Le sondage inclut une projection basée sur les élections européennes de 2014, prévoyant que les deux partis pourraient obtenir environ 15 % des voix, soit cinq eurodéputés chacun.

Il existe toutefois certaines réserves à cela, étant donné que la participation aux élections européennes est généralement faible aux Pays-Bas (37 % en 2014), ce qui tend à favoriser les partis les plus pro-européens. Cela n’inclut pas vraiment le VVD, qui a longtemps été un parti eurosceptique modéré, avant que Mark Rutte ne se tourne plus récemment vers l’UE. Il pourrait toutefois encore réussir à attirer ces électeurs.

D’un autre côté, le pari d’organiser un duel pourrait se retourner contre lui, car il pourrait motiver davantage d’électeurs eurosceptiques à se rendre aux urnes.

 

Quoi qu’il en soit, ces dernières années, les Néerlandais se sont rapprochés de l’UE, en partie grâce au Brexit, et 84 % de la population considère aujourd’hui l’adhésion à l’UE comme une bonne chose – le deuxième pourcentage le plus élevé après le Luxembourg. En outre, 86 % des personnes interrogées ont indiqué qu’elles voteraient pour rester dans l’UE si un référendum avait lieu.

C’est là que la position du FvD est importante, mais le parti est resté ambigu dans le passé et a eu des positions diverses sur la question. Des divergences d’opinion divisent le parti en son sein même. En général, ses membres disent préférer réformer l’UE de l’intérieur plutôt que de suivre la voie risquée du Brexit. Mais leur volonté d’organiser un référendum sur l’adhésion à l’UE à un moment donné perdure.

Plusieurs partis pro-UE talonnent le FvD et le VVD dans les sondages. C’est notamment le cas du PvdA social-démocrate et du CDA chrétien-démocrate, qui pourraient gagner chacun trois ou quatre représentants au Parlement. Les Verts et  les sociaux-libéraux pourraient chacun envoyer deux eurodéputés à Strasbourg.

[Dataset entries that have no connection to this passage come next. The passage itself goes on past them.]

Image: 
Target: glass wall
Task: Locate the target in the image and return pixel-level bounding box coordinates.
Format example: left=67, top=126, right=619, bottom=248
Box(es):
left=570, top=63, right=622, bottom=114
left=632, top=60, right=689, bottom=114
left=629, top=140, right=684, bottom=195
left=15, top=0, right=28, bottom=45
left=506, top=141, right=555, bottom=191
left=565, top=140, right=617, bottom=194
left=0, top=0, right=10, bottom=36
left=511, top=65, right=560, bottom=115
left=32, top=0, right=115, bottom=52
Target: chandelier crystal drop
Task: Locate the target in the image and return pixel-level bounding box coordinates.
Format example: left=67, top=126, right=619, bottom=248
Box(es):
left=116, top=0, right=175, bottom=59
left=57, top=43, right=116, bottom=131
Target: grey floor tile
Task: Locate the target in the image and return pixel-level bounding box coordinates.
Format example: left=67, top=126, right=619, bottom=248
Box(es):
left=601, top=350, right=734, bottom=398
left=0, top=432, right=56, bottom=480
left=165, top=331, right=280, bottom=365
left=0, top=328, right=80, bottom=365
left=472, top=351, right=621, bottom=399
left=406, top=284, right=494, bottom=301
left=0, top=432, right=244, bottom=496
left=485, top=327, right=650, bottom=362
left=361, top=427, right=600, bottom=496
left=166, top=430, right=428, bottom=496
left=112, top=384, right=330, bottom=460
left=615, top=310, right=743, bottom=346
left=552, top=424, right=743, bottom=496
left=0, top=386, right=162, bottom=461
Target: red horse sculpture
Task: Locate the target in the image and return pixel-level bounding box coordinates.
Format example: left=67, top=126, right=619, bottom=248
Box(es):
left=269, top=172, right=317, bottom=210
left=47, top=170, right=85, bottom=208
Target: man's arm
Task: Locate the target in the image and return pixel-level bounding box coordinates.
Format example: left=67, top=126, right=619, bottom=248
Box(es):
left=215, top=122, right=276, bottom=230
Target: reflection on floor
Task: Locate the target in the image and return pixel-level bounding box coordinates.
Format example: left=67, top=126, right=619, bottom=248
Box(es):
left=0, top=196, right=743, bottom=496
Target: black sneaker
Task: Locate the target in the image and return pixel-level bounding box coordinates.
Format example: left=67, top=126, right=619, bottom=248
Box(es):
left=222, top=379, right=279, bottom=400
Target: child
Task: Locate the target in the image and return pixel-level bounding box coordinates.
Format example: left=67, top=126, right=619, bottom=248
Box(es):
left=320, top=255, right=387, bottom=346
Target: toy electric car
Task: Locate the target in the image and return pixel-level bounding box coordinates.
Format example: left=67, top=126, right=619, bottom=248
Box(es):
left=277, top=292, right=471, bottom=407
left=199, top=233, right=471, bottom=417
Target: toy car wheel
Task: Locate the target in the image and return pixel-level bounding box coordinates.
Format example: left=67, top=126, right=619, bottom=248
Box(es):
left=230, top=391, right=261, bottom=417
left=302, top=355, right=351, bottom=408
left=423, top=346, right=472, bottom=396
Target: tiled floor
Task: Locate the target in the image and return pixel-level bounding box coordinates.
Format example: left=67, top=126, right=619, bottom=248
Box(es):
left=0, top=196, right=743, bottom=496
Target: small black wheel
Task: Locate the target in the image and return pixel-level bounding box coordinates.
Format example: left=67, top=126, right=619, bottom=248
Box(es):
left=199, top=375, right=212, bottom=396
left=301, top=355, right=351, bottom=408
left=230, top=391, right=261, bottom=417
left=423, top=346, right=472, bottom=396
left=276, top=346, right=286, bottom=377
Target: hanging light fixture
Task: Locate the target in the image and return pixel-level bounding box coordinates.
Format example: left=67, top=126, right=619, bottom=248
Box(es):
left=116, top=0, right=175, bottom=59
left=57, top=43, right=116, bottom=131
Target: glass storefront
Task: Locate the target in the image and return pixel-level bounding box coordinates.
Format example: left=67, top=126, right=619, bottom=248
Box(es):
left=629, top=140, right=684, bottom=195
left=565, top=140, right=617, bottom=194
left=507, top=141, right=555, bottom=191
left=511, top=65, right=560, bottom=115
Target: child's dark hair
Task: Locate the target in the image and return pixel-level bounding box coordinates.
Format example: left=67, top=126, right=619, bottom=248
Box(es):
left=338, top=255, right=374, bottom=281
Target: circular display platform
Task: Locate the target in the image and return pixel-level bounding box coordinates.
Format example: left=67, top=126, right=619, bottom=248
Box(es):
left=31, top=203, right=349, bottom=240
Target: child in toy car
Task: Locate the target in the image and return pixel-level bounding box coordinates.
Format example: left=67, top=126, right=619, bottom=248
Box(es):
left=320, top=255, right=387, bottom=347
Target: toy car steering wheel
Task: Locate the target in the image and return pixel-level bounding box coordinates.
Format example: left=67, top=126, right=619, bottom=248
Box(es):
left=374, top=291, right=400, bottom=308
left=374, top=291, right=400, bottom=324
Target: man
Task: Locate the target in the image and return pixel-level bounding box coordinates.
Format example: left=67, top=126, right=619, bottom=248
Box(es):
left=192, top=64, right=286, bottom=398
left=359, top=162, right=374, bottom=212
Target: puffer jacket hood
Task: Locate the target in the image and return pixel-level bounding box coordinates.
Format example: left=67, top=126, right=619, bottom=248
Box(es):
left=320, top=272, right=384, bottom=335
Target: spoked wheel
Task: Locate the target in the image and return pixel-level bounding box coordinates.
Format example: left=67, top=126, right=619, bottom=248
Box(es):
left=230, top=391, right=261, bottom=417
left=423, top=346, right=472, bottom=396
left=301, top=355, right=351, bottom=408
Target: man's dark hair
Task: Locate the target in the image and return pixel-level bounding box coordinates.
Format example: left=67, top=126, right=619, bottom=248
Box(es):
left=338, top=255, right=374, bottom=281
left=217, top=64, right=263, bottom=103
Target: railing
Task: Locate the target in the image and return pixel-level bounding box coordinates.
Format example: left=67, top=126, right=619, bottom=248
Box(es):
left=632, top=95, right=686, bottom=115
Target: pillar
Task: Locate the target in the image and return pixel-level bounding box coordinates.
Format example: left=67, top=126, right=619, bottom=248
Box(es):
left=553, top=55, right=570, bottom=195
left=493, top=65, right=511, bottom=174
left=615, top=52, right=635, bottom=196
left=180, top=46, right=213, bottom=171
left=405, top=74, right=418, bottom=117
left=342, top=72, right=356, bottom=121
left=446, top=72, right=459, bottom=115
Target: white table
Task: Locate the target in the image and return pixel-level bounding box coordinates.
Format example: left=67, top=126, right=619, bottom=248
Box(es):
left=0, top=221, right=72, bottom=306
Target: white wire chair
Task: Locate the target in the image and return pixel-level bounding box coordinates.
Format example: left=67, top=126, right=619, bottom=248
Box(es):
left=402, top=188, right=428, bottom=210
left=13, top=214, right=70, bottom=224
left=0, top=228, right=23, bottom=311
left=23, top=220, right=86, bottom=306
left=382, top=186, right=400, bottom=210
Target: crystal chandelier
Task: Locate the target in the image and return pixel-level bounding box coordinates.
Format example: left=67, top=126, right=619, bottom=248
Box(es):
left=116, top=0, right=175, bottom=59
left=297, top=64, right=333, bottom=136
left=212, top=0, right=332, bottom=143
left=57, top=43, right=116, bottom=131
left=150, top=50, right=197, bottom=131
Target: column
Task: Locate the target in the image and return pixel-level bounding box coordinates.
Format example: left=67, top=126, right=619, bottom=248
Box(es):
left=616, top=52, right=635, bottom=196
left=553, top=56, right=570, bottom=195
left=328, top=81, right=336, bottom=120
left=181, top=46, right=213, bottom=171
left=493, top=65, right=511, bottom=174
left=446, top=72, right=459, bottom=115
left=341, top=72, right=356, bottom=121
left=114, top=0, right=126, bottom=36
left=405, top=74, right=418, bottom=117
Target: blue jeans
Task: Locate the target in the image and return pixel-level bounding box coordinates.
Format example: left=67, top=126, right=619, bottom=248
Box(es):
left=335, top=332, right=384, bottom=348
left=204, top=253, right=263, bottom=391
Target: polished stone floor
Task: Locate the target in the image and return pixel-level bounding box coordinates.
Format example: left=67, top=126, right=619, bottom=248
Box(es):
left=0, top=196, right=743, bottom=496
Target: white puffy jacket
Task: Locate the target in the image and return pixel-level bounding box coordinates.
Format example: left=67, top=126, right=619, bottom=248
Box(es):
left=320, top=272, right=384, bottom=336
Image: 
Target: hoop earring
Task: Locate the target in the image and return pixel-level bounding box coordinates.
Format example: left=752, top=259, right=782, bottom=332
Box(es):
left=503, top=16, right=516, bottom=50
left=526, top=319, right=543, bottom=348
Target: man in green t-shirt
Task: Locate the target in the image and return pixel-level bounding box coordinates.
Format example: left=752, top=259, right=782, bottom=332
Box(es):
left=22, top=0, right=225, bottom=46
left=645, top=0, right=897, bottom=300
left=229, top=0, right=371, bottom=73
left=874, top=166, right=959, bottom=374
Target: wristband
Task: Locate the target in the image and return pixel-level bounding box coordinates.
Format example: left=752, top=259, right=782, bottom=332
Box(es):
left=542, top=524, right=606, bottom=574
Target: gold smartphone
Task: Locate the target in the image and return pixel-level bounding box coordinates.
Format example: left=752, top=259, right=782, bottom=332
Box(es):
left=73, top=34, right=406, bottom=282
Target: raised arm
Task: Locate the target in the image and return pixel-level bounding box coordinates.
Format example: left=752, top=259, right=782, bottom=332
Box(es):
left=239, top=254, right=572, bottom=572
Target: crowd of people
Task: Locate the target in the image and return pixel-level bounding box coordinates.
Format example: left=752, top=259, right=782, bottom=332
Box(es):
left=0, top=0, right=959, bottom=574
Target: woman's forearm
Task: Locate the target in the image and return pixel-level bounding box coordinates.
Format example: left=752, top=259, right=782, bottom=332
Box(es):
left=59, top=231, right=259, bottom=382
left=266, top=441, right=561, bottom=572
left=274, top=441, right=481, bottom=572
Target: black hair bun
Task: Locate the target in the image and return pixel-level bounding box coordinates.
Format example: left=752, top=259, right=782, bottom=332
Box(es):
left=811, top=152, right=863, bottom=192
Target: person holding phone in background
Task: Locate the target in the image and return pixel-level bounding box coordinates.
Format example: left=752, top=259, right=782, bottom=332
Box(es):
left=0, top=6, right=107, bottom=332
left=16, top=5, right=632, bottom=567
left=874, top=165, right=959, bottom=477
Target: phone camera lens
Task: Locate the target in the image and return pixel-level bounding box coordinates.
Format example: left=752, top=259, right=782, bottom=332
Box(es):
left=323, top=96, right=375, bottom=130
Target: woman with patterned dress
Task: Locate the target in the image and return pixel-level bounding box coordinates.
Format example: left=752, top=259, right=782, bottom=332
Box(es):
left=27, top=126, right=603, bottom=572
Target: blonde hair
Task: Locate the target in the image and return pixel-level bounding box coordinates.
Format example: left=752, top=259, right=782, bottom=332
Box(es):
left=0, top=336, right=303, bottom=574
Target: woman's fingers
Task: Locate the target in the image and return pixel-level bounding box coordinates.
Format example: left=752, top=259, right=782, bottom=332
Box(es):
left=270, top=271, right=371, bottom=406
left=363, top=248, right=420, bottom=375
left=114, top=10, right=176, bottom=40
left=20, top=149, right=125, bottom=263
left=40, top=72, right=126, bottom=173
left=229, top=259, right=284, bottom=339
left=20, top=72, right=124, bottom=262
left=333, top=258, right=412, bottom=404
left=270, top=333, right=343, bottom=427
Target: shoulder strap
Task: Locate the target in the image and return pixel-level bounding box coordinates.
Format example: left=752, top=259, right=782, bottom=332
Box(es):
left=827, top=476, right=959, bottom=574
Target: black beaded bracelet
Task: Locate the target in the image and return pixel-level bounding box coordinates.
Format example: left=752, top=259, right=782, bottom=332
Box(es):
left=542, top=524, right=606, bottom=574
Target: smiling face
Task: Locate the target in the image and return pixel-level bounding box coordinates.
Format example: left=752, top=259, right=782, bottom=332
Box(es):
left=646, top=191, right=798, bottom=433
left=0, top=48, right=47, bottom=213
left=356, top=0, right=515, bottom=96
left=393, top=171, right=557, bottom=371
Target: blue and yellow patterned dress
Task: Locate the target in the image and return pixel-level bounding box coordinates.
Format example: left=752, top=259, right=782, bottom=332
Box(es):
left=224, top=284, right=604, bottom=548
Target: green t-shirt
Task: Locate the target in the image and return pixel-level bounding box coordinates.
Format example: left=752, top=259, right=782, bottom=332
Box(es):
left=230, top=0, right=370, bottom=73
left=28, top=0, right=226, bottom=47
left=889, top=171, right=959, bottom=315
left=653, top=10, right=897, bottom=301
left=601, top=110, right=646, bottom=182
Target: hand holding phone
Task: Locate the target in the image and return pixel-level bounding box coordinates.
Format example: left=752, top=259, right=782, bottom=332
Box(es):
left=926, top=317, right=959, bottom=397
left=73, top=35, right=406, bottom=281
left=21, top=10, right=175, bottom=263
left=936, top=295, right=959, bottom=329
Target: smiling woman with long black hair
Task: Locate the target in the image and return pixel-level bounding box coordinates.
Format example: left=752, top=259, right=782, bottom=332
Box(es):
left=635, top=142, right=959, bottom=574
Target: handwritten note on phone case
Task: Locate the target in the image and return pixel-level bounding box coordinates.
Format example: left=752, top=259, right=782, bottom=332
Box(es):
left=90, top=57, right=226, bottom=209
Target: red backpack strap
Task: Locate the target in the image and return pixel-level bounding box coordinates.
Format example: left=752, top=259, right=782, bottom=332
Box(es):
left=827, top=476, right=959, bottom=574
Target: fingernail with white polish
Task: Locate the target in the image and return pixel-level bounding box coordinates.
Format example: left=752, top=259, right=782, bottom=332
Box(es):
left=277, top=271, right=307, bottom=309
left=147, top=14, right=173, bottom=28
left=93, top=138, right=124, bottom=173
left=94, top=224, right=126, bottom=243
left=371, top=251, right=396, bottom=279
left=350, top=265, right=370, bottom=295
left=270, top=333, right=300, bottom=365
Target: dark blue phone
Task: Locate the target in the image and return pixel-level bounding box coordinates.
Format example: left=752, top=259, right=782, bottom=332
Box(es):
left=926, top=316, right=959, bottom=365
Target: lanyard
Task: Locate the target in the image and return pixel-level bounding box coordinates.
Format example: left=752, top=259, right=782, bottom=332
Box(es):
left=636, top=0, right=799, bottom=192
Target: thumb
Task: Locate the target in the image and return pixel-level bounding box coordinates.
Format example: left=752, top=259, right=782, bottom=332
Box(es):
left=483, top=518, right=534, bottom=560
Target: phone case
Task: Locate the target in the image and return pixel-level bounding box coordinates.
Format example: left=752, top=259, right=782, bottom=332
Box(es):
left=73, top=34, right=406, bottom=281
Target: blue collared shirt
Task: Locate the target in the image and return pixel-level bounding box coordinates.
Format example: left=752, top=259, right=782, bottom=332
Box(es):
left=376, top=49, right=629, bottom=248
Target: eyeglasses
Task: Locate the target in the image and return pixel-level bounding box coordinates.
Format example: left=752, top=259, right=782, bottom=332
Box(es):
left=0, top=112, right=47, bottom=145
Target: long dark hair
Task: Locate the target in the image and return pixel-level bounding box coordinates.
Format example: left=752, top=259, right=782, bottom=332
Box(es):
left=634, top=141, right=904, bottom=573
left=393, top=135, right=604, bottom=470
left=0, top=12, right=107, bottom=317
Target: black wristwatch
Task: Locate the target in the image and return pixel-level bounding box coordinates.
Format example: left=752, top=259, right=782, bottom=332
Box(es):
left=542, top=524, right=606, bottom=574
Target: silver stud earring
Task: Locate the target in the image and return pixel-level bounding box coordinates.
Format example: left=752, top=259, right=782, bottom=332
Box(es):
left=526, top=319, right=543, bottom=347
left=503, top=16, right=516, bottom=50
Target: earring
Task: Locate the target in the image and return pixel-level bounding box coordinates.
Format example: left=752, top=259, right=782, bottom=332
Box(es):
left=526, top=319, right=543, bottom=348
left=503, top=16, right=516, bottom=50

D’autres partis, eurosceptiques, comme le PVV d’extrême droite, dont la popularité chute rapidement, et les socialistes du SP, obtiendront probablement un eurodéputé chacun. Dans l’ensemble, la victoire du camp pro-UE est inévitable.

Les conséquences

Si la sortie des Pays-Bas de l’UE devient le sujet phare du duel, Mark Rutte pourrait se présenter comme l’homme d’État responsable face à Thierry Baudet et ainsi réaffirmer la dominance de son parti. Toutefois, en misant tant sur l’affrontement, le Premier ministre risque gros. Il pourrait en effet être personnellement tenu pour responsable d’une perte d’électeurs, contrairement aux élections régionales, lors desquelles il s’était tenu à l’écart. Un revers dont profiterait le FvD.

Un taux de participation accru serait par ailleurs un succès clair. Seuls 37 % de la population avait voté en 2014, mais le chiffre devrait être meilleur cette année, tant grâce aux eurosceptiques qu’aux pro-européens.